Net profit was 619 million euros ($692.7 million) in the first quarter, helped by strong income from fees and commissions and limited impairment charges. Analysts polled by the lender were expecting a profit of 586 million euros on average.
As of 0755 GMT, the shares were up 7.2%, after touching their highest price since April 2019, with J.P.Morgan analysts highlighting the potential that a share buyback could be unveiled by the next quarterly report in August.
“Next quarter, we will assess our capital position in light of a potential share buyback,” finance chief Ferdinand Vaandrager told analysts.
ABN Amro’s CET1 ratio – measuring a bank’s liquidity to its risk exposure – rose to 14.7% from 13.8% a year earlier, above analysts’ estimate of 14.2%.
Its operating costs came down 19% from the previous quarter and stood at 1.31 billion euros.

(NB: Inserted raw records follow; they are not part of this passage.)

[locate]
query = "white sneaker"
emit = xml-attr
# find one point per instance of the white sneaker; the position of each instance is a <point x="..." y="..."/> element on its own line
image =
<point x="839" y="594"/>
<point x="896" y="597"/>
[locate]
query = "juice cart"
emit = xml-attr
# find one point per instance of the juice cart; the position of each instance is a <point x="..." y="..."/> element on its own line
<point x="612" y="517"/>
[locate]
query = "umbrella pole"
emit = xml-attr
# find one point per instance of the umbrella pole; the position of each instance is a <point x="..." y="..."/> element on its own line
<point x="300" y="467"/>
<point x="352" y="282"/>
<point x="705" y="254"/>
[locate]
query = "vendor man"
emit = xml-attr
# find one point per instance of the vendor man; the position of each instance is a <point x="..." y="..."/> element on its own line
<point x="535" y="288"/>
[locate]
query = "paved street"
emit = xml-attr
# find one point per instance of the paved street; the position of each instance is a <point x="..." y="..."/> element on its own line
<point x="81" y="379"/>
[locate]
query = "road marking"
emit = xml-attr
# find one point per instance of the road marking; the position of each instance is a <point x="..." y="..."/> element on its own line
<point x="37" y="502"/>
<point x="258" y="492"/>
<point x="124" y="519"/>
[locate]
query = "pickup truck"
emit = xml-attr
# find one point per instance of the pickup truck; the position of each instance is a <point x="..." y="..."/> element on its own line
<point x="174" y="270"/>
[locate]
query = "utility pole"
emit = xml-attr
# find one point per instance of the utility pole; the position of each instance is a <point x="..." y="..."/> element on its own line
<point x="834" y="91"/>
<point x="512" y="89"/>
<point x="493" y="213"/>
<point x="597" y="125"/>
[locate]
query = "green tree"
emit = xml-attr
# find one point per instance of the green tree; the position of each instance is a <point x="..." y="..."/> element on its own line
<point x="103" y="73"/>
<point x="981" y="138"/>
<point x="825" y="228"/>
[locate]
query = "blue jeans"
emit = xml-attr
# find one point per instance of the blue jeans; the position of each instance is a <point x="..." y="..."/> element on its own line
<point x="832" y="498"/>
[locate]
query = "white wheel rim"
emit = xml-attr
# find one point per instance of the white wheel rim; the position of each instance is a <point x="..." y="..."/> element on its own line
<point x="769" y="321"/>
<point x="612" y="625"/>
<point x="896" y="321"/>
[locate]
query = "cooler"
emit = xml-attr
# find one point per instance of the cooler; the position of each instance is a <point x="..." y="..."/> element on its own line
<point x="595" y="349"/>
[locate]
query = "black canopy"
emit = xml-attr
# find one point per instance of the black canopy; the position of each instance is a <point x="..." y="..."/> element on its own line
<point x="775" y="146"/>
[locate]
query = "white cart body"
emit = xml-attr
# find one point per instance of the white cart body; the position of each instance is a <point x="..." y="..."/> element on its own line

“After a few quarters of rising costs, we managed to reduce our underlying costs,” CEO Marguerite Bérard said in a statement. “To deliver on our guidance of keeping (them) broadly flat compared to last year, cost discipline remains a priority.”
The bank reiterated its annual cost guidance of 5.3 billion to 5.4 billion euros.
In early April, it imposed a temporary hiring freeze that applied to all of its departments, units and regions of operation.
However, its net interest income of 1.56 billion euros was slightly below analysts’ expectations, hurt by margin pressure from mortgages and lower volumes of corporate loans.
While roughly stable year-on-year, the interest income declined by 109 million euros from the last quarter, as deposit margins were pushed down by declining interest rates.
The European banking sector benefited from rising interest rates during the period of high inflation, but that boost has waned after the European Central Bank cut its key rates seven times over the past year, with another cut expected in June.